RuneScape è un gioco di ruolo online per più giocatori. Ogni giocatore, cioè, si crea un personaggio e si muove all’interno di una mappa (un mondo fittizio, chiamato Gielinor) che è la stessa per tutte le persone collegate, e in cui si può interagire con gli altri giocatori: per scambiarsi oggetti, per esempio, oppure per compiere determinate missioni, combattere l’uno contro l’altro, concludere delle alleanze.

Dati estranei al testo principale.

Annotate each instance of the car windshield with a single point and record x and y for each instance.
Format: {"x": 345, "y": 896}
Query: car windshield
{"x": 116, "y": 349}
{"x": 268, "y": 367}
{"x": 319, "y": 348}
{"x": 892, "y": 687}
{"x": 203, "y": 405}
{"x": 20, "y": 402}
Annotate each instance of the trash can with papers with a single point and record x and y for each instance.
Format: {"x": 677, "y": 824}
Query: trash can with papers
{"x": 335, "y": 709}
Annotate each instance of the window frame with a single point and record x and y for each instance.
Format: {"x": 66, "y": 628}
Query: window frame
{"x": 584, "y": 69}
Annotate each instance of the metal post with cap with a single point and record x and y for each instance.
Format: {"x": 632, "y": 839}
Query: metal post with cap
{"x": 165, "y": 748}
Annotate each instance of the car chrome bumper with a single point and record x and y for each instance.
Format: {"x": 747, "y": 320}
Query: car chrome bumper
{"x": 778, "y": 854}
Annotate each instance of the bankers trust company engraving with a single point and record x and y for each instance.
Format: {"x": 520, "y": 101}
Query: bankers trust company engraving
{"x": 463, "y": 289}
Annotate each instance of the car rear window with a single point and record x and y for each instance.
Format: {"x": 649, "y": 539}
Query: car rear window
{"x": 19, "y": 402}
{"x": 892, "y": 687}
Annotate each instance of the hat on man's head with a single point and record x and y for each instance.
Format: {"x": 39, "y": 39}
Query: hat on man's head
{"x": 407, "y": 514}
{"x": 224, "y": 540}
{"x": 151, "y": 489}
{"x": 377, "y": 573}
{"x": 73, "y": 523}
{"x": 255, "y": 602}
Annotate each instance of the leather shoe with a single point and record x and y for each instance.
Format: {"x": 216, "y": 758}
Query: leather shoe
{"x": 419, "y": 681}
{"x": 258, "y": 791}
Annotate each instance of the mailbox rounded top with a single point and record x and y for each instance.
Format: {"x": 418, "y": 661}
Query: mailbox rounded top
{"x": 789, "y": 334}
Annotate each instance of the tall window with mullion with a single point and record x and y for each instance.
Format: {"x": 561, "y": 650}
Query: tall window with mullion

Nel 2013 Jagex, la compagnia sviluppatrice del gioco, pubblicò Old School RuneScape, una versione del gioco che utilizzava la grafica essenziale tipica dei videogiochi dell’inizio degli anni Duemila. Dal momento che il suo design era molto povero, il gioco funzionava anche con computer e connessioni internet poco potenti, una caratteristica che lo rendeva accessibile anche ai giocatori venezuelani.

RuneScape non si basa sul superamento di livelli: non ha quindi, un inizio e una fine convenzionali, e lascia i giocatori liberi di decidere quali avventure vivere all’interno del proprio mondo fantastico. All’interno del gioco, i giocatori scoprono un po’ alla volta il territorio, e migliorano le abilità e il punteggio del proprio personaggio compiendo diverse attività. Possono anche guadagnare delle monete d’oro, che sono la valuta del gioco, oppure degli oggetti speciali, che poi possono essere scambiati con altre monete d’oro.

È proprio per ottenere queste monete d’oro che molti venezuelani cominciarono a giocare ossessivamente a Old School RuneScape, facendolo diventare un lavoro a tutti gli effetti: le monete d’oro di Gielinor, infatti, potevano essere rivendute facilmente nel mondo reale in cambio di valuta straniera, principalmente dollari americani.

È quello che in gergo viene definito «gold farming» (letteralmente, “coltivazione dell’oro”): i venezuelani passavano giornate intere all’interno del gioco per accumulare, con piccole attività ripetitive e noiose, che non richiedevano particolari abilità (per esempio tagliare alberi o pescare dei pesci), monete d’oro che poi vendevano a giocatori di paesi più ricchi, che avevano bisogno di queste risorse ma non volevano perdere tempo.

Il gold farming è vietato (è considerato una pratica sleale, e chi lo fa rischia la sospensione del proprio account). La compravendita era un affare rischioso, quindi, e avveniva al di fuori del gioco. Il gold farmer venezuelano e il compratore si accordavano su un forum o un sito esterno e poi si davano appuntamento nel gioco: lì, tra i profili dei due giocatori, avveniva lo scambio di monete d’oro. Il compratore quindi versava la cifra pattuita sul conto corrente venezuelano del farmer.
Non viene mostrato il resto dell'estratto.